"HORRIFIC CONDITIONS": More than two dozen blacks accused Liebherr-America of many racial misdeeds


November 17, 2005

NEWPORT NEWS -- A German-owned company has paid $4 million to settle a racial discrimination complaint brought by 26 black employees at its Newport News truck plant, a civil rights activist who helped spearhead the case said.

Liebherr-America, which operates a large factory off of Aberdeen Road, agreed to the out-of-court settlement before the case went to trial, said Brenda Coles, a former vice president of the Newport News division of the Southern Christian Leadership Conference.

"The conditions were just horrific conditions for these plaintiffs to work in, or anyone to work in," Coles said. "We had to let other companies know that if you discriminate against another race, this can happen to you."

Though there have been bigger racial discrimination settlements nationally, the case appears to rank at or near the top of known racial discrimination settlements in Virginia, said Paul Fletcher, the editor of Virginia Lawyers Weekly, which tracks such cases.

Liebherr-America employs about 360 people in its plant at Copeland Industrial Park, near the Hampton-Newport News city line. It makes large trucks - some with tires as high as eight feet tall - for mining and heavy industrial uses.
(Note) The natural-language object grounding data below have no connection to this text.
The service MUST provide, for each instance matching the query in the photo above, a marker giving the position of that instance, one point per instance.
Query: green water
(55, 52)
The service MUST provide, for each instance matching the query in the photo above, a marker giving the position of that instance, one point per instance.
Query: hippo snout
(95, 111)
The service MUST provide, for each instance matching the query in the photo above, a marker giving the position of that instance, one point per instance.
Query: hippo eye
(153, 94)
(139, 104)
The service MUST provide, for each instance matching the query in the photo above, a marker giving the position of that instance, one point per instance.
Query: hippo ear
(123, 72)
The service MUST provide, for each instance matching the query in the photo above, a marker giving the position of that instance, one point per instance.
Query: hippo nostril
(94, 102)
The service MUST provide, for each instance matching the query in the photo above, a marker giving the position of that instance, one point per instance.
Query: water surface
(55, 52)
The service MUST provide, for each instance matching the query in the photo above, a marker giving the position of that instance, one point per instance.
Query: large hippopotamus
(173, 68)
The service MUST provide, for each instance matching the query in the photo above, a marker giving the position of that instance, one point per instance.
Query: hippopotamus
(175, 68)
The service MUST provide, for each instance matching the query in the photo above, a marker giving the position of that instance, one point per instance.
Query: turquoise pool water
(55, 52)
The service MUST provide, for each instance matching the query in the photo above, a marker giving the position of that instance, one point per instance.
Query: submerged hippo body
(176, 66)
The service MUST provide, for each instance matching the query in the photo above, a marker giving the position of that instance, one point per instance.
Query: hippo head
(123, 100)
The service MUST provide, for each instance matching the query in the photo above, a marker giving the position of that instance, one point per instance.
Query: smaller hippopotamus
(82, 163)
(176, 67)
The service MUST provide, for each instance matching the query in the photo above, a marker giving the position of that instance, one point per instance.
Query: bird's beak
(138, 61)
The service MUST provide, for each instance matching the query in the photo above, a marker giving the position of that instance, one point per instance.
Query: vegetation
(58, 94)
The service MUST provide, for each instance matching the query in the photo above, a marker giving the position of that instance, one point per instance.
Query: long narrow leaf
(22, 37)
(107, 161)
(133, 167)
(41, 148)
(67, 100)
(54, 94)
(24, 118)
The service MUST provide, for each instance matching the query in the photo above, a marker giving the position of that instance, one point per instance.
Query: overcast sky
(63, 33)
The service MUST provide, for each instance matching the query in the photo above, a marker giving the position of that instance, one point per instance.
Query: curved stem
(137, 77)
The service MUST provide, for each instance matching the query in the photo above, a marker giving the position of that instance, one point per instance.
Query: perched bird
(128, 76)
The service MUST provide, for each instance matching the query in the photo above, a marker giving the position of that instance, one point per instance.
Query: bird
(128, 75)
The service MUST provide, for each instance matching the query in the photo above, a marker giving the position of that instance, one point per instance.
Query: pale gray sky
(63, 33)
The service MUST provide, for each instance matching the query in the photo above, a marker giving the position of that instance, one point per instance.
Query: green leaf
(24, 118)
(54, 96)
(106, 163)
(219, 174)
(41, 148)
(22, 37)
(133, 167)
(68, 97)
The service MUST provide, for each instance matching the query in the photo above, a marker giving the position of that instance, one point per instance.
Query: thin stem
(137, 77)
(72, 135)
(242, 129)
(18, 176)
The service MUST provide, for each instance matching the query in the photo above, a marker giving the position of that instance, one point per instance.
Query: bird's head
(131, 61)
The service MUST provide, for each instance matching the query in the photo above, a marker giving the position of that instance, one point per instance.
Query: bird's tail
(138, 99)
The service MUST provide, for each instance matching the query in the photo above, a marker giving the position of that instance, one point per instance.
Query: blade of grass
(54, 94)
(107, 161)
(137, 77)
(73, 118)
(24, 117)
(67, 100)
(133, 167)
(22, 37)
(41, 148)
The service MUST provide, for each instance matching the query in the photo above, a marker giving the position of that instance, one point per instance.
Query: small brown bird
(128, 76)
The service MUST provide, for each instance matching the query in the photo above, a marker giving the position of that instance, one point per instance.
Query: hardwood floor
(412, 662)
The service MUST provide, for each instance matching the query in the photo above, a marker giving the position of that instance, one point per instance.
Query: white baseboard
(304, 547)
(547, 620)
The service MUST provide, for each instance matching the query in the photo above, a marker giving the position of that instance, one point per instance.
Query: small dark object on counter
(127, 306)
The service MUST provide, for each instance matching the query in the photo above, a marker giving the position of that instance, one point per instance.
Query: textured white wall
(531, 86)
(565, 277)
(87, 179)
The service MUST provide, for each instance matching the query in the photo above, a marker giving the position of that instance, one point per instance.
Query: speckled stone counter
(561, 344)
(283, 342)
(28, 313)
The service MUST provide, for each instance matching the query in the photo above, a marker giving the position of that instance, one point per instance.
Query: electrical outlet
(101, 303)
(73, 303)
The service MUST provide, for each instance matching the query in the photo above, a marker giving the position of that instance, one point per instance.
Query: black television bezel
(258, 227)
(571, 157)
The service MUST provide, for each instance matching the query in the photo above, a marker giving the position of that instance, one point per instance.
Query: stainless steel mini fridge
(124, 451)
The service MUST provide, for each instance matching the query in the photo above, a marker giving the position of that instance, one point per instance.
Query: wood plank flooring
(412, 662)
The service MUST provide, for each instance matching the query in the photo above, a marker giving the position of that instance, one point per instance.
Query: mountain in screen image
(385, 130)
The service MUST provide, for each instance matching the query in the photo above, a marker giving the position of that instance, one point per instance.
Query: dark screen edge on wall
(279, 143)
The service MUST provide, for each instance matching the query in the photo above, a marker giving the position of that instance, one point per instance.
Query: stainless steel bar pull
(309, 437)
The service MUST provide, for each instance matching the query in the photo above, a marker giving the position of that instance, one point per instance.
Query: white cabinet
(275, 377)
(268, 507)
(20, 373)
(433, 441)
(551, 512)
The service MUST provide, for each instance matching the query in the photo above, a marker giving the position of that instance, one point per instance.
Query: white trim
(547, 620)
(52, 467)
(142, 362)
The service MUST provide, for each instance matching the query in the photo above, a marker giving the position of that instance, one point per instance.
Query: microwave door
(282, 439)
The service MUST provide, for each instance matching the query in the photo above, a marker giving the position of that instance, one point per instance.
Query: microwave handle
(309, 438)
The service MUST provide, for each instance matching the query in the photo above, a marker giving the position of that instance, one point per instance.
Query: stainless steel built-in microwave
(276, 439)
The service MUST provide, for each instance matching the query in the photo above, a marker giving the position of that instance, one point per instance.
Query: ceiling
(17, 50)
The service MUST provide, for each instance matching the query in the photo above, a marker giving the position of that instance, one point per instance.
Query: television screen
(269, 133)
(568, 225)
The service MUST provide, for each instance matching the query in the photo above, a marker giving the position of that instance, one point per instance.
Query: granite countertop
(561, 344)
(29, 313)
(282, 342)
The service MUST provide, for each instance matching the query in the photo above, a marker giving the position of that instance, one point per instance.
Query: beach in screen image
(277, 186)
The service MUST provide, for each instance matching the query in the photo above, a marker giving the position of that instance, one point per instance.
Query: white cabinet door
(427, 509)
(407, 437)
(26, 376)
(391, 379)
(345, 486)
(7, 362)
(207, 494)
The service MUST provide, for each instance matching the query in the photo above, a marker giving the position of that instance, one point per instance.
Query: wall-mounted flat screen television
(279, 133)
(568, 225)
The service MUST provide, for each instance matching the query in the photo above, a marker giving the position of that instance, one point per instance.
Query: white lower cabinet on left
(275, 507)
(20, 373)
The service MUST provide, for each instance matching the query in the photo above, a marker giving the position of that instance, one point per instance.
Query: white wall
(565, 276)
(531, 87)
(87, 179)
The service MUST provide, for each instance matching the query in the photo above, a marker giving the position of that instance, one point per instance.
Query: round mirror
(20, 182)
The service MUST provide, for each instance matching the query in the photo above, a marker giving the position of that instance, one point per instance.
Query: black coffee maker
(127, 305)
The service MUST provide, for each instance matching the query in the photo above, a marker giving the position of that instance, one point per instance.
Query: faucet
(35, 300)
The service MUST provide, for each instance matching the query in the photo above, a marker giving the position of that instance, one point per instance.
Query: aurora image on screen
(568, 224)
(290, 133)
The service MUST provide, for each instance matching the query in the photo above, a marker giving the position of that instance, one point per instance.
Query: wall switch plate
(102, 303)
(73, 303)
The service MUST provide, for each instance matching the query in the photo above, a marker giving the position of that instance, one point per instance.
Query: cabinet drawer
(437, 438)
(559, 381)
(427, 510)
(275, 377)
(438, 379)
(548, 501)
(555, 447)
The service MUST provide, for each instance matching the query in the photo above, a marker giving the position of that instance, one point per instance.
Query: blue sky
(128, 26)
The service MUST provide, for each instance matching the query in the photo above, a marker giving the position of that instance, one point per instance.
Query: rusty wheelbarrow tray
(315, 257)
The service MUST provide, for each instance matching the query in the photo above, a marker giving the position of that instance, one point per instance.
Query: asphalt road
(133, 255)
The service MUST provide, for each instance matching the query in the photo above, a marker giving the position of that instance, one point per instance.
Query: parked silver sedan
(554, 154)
The workers contended in their lawsuit that they were subjected to hostile comments - from both white co-workers and managers - because of their race and that the company paid them less than less-qualified white workers.

Liebherr countered in its briefs that the company consistently took proper steps to address and correct any problems when they learned of them. But it said in its briefs that employees didn't always report the problems - contending that workers' depositions backed them up on that point.

Fifteen of the 26 plaintiffs who could be located either did not return phone calls or said they had no comment on the case, other than some of them saying it had been resolved. Their attorney, Joshua Friedman, of New York, also declined to talk about it.

Liebherr-America officials, including president Ronald E. Jacobson and fabrication manager Herbert Gierlinger, also did not comment on the settlement. William E. Rachels and Timothy McConville, of the Norfolk firm of Willcox & Savage, said they had no comment other than to say the case has been resolved.

Coles, who knew one of the initial plaintiffs in the case and helped organize it for more than two years before being ordered off by Freidman, has kept in touch with several of the plaintiffs. Seven of them, she said, told her about the $4 million dollar amount. Each of the 26 plaintiffs, Coles said, got varied payouts. Assuming the typical attorney's fee of 33 percent, that means the plaintiffs took home an average of $103,000 before taxes. The plaintiffs were not allowed to discuss the case under the terms of the deal.

"Everything they had about it was to be destroyed as if this case never happened," she said.

The case did indeed happen - as more than 7,000 pages of documents, in 10 binders, at U.S. District Court in Norfolk can attest.

The settlement agreement was reached in April, following three days of mediation, Coles said. The case was officially closed in June.

One f the suit's allegations had asserted that some white workers, with the knowledge of management, would pass a key to each other for an unmarked bathroom they never told another black employee about. The black employee said in a deposition, however, that he was never actually told the bathroom was for whites only. He also said he never asked to use the key, saying he "didn't want trouble."

The suit abounds with numerous assertions maintaining that the company didn't treat the pervasive use of racial epithets by some white employees as a serious concern.

One contention, for example, was that a white Liebherr supervisor, when told by a black employee about another white employee's use of racial epithet, said he would fine the white employee $1 every time he used one - treating the matter as a joke. The company said in a brief that the $1 fine was for profanity, not racial slurs.

On another occasion, the lawsuit contended that in October 1997, a white welder walked past three black welders and held a full-sized noose over their heads. The black employees said they reported the incident to Liebherr's fabrication manager, Herbert Gierlinger, who took no disciplinary action.

Gierlinger said in a deposition that an employee did have a noose, and that a black worker had complained about it. But he said he reprimanded the white employee and threatened to fire him if he did it again. He said in the deposition that it never happened again.

The suit also asserted that black employees at Liebherr were paid less than whites for the same work, and whites were consistently treated better when it came to work conditions, drug testing, the breaks they were afforded, the time off they were granted and the type of equipment they used.

While declining to talk about the settlement or address the specific allegations in the suit, Liebherr America said it has been a major asset to Hampton Roads for 35 years and has $27 million worth of capital invested here.

It issued the following statement Wednesday afternoon:

"Liebherr is committed to equal employment opportunity, and the diversity of our workforce reflects that commitment. Our employment decisions are based on merit regardless of race, color, religion, sex, national origin, age, or disability.

"Liebherr's policy applies to all aspects of employment and benefits. The company's actions to implement this policy include diversity training, significant recruitment efforts targeted to minorities, and administration of complaint procedures, to prevent discrimination and harassment."

But Coles said Liebherr was not affected until it was "hit in the pocketbook."

"Unfortunately that's the only way change comes about ... But this case was never about winning money. It was about fighting for the other people that are coming in behind us."